Historiador, inventariador, crítico de
arte, defensor intransigente dos patrimónios da cultura e das artes do seu
Alentejo, Túlio Espanca (1913-1993) foi um erudito e um sábio a quem as
Ciências do Património, no campo da inventariação de bens, e a História da
Arte, numa nova perspectiva micro-artística, devem imenso. Neste preito de
homenagem à figura do historiador de arte recorda-se que era, além do mais,
homem generoso e simples, atento à divulgação da cultura e empenhado em grandes
causas sociais. Apesar da desmemória galopante do nosso tempo, acredito que há
heranças imperecíveis e nesse sentido lhe deixo uma palavra de sentida
homenagem com absoluta certeza de que a sua obra científica está viva e o seu
legado perdura.
A obra que nos legou é pioneira e
monumental: bastam os oito tomos do Inventário Artístico de Portugal editados pela Academia Nacional de
Belas-Artes, dedicados aos Distritos de Évora e Beja, para o afirmarem como
referência insubstituível. Mas há ainda os milhares de páginas no Boletim A
Cidade de Évora, de que foi o responsável durante décadas, e nos Cadernos de História e Arte Eborense, pondo Évora no palco internacional, e
muitas outras publicações alentejanas onde a sua sensibilidade, inteligência,
veia arguta de investigador e eficácia na divulgação turística se manifestaram.

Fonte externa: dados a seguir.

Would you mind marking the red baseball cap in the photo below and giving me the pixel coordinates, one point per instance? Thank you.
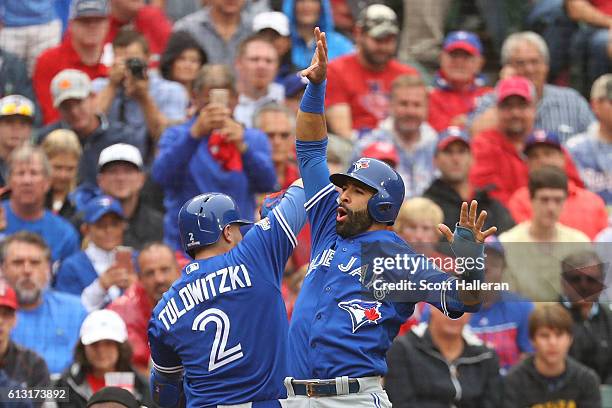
(515, 86)
(8, 297)
(450, 135)
(381, 151)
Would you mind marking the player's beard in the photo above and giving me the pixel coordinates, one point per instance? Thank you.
(356, 222)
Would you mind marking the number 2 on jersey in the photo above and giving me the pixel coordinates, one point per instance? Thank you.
(219, 355)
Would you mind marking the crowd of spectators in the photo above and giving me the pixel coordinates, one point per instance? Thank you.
(113, 113)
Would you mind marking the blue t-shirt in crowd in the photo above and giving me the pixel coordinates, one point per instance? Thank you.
(52, 329)
(58, 233)
(21, 13)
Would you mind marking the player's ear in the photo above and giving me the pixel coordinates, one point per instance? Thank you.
(228, 233)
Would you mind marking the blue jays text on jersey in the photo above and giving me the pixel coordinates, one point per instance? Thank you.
(223, 323)
(335, 331)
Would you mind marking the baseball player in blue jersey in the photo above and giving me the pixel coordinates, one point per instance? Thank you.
(338, 337)
(218, 336)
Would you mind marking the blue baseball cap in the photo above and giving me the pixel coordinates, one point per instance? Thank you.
(541, 136)
(99, 207)
(450, 135)
(463, 40)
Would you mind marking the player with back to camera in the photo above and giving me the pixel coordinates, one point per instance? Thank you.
(219, 334)
(338, 340)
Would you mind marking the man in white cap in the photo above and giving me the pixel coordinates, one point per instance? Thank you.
(359, 84)
(82, 49)
(274, 27)
(16, 119)
(121, 176)
(71, 90)
(101, 359)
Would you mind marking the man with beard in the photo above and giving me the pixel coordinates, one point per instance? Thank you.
(359, 83)
(257, 66)
(498, 161)
(157, 268)
(339, 334)
(406, 127)
(48, 321)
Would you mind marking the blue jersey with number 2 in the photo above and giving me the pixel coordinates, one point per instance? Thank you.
(224, 324)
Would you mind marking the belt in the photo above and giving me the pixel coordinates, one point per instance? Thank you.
(322, 388)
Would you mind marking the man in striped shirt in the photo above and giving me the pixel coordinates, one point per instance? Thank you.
(559, 109)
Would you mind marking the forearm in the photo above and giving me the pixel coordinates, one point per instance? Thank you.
(340, 122)
(104, 99)
(585, 12)
(310, 124)
(155, 120)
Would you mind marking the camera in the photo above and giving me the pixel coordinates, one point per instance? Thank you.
(137, 67)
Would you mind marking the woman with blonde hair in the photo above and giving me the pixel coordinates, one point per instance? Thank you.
(63, 150)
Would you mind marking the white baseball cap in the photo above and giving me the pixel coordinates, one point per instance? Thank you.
(103, 325)
(70, 84)
(274, 20)
(120, 152)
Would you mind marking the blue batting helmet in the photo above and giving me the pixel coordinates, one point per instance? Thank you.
(202, 219)
(388, 185)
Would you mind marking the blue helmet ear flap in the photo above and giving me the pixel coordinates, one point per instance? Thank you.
(202, 219)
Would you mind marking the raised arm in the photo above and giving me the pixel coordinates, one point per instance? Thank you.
(310, 124)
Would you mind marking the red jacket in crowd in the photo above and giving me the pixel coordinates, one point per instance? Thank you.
(445, 102)
(498, 166)
(583, 209)
(135, 309)
(50, 63)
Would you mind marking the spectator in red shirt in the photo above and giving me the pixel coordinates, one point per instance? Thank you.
(457, 84)
(582, 210)
(81, 49)
(359, 84)
(157, 268)
(498, 161)
(150, 21)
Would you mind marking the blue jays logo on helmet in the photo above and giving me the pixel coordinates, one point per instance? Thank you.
(387, 184)
(361, 164)
(362, 312)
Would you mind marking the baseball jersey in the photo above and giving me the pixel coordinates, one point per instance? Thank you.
(223, 323)
(334, 330)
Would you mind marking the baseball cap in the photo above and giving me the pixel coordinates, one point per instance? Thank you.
(381, 151)
(114, 394)
(450, 135)
(99, 206)
(378, 21)
(492, 243)
(514, 86)
(13, 105)
(88, 8)
(542, 136)
(463, 40)
(274, 20)
(70, 84)
(120, 152)
(8, 297)
(103, 325)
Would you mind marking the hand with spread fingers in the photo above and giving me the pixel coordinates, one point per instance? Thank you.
(468, 220)
(317, 71)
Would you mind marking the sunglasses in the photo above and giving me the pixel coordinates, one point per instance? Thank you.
(576, 278)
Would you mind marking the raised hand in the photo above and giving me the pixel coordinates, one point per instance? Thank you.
(317, 71)
(468, 220)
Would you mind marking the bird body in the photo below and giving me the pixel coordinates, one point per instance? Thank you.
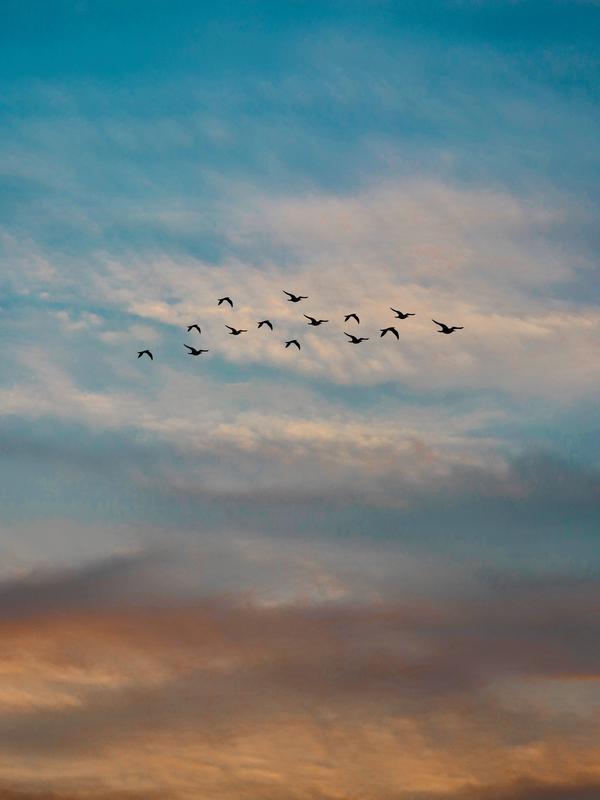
(400, 314)
(356, 339)
(392, 330)
(315, 322)
(192, 351)
(447, 329)
(294, 298)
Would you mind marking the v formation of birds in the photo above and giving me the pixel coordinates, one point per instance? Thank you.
(315, 322)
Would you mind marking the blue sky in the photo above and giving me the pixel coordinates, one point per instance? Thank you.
(440, 158)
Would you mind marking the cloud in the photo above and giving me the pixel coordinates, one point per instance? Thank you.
(124, 668)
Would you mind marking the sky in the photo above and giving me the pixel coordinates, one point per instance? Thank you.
(342, 573)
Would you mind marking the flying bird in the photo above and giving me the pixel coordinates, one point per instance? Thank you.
(192, 351)
(391, 329)
(294, 298)
(315, 322)
(446, 329)
(356, 339)
(400, 315)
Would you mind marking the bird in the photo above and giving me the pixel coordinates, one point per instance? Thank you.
(294, 298)
(400, 315)
(315, 322)
(356, 339)
(193, 351)
(446, 329)
(391, 329)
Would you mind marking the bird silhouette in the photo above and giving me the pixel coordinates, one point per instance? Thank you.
(400, 315)
(192, 351)
(315, 322)
(294, 298)
(446, 328)
(391, 329)
(356, 339)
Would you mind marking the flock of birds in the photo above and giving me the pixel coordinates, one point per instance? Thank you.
(296, 298)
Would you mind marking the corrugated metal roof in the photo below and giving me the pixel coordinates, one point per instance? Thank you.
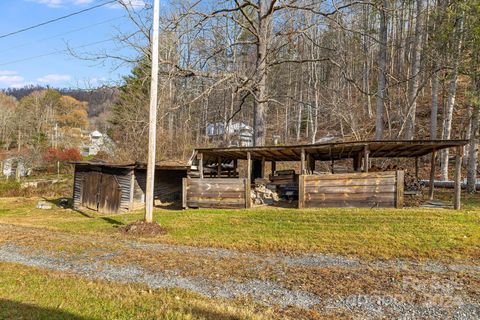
(333, 150)
(163, 165)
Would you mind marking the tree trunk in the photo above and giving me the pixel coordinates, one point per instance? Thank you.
(382, 61)
(434, 114)
(415, 77)
(261, 88)
(473, 151)
(452, 90)
(366, 64)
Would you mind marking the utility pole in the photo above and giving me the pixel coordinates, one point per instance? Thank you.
(56, 148)
(152, 126)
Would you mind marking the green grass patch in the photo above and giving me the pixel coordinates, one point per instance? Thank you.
(368, 233)
(30, 293)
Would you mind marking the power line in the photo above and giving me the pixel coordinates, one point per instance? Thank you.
(61, 34)
(54, 52)
(57, 19)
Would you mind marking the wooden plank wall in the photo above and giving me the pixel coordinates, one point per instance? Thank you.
(353, 190)
(78, 188)
(223, 193)
(168, 186)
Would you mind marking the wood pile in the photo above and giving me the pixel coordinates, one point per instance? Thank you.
(264, 195)
(284, 177)
(411, 182)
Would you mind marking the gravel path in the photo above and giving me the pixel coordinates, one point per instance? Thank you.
(330, 285)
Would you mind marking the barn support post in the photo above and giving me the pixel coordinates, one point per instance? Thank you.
(432, 175)
(235, 167)
(248, 198)
(366, 153)
(132, 187)
(249, 167)
(458, 178)
(302, 161)
(311, 164)
(357, 161)
(262, 170)
(301, 191)
(417, 160)
(400, 178)
(219, 167)
(200, 165)
(184, 193)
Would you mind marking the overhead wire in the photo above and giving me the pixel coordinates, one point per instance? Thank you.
(54, 52)
(56, 19)
(62, 34)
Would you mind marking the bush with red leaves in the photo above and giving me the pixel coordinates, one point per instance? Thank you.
(52, 155)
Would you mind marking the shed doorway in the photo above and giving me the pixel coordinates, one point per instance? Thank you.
(101, 192)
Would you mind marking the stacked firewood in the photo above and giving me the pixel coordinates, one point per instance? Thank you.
(264, 192)
(411, 183)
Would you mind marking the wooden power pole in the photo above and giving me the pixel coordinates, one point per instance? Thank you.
(152, 126)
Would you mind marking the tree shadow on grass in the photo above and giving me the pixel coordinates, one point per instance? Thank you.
(112, 221)
(206, 313)
(17, 310)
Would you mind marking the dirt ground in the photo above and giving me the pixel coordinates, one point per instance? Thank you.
(297, 286)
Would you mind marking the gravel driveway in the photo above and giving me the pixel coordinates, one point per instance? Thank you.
(329, 285)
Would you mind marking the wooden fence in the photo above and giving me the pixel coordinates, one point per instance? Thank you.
(216, 193)
(356, 190)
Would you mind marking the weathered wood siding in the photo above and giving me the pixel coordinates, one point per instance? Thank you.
(216, 193)
(354, 190)
(168, 185)
(112, 189)
(78, 188)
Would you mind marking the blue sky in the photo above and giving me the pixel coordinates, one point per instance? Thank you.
(20, 63)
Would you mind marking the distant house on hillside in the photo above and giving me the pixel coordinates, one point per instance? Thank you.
(239, 133)
(97, 142)
(14, 166)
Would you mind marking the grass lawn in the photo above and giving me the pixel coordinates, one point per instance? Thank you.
(368, 233)
(29, 293)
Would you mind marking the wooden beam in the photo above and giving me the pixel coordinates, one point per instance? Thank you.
(357, 162)
(366, 153)
(132, 189)
(235, 167)
(302, 161)
(262, 171)
(301, 192)
(248, 198)
(200, 165)
(400, 178)
(310, 163)
(417, 160)
(432, 175)
(219, 167)
(458, 178)
(184, 193)
(249, 167)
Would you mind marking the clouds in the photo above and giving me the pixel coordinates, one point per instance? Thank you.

Aliou o eruditismo 'puro' a um sentido de cidadania consciente e consequente na
afirmação dos valores do Património como bem comum. Assim, Évora, a Cidade Património Mundial/UNESCO, deve a Túlio Espanca a candidatura
vitoriosa de 1986.
Nasceu em Vila Viçosa a 8 de Maio de
1913 e faleceu em Évora a 2 de Maio de 1993. Na tenra juventude conheceu
grandes dificuldades financeiras, embora nascido no seio de família do meio
cultural calipolense, que lhe possibilitou ver livros e obras de arte e seguir
debates intelectuais, tendo com marca de referência no seu tio, o historiador
Padre Joaquim da Rocha Espanca. A 8 de Dezembro de 1930 morre sua amada prima
Florbela Espanca, grande escritora e poetisa calipolense que teve em Túlio
inegável influência na sensibilização às artes. A 6 de Junho de 1927 morre o
primo Apeles, irmão de Florbela, quando o hidroavião que pilotava se despenha
defronte da Torre de Belém, uma tragédia sentida por toda a família. Com o
casamento, a 6 de Setembro de 1936, com a senhora D. Maria Engrácia do Quental
Oliveira (1924-2004), mãe dos seus três filhos e companheira de vida, terá
possibilidade de se concentrar no seu trabalho. Nos anos 40, a instâncias de
homens ilustres de Évora como Bartolomeu Gromicho, Mário Chicó e Celestino
David, inscreve-se no Grupo Pro-Évora e ganha lugar no Curso de Cicerones dos
monumentos da cidade após obter brilhante classificação. Escreve os primeiros
artigos no jornal O Arraiolense. Aí publica, em oito números, o extenso artigo Breve Descrição Histórica de Vila Viçosa. A obra que então se inicia parte da
investigação das fontes e é sob muitos aspectos pioneira. Em 1953, foi bolseiro
do Instituto de Alta Cultura e viaja por França e Itália. Começa a elaborar as
fichas do Inventário
Artístico de Portugal,
a pedido da Academia Nacional de Belas-Artes, onde se integra, com o volume
referente à Cidade e Concelho de Évora (1966), um exaustivo levantamento
descritivo e fotográfico do património arquitectónico e artístico da região, a
que se seguiram os seis tomos referentes ao Distrito eborense. Elaborou, de
seguida, os primeiros tomos do Inventário Artístico relativo ao Distrito de Beja. Em 1979 é
eleito Vogal Efectivo da Academia Nacional de Belas-Artes, de que já era membro
desde 1959, como prémio pelo trabalho desenvolvido nos Inventários Artísticos. Além de numerosos escritos dispersos
por jornais e revistas e a colaboração assídua no boletim A Cidade de Évora, de que foi fundador, publicou o Guia Histórico-Artístico de Évora (1949-1951), o Património Artístico do Concelho de
Évora
(CME, 1957), Évora
e o seu Distrito (1959),
Subsídios para a
História da Justiça em Évora (1963), e o volume Évora (1993, Editorial Presença). Espanca torna-se aos
poucos figura incontornável para quem se dedica ao estudo da História de Arte.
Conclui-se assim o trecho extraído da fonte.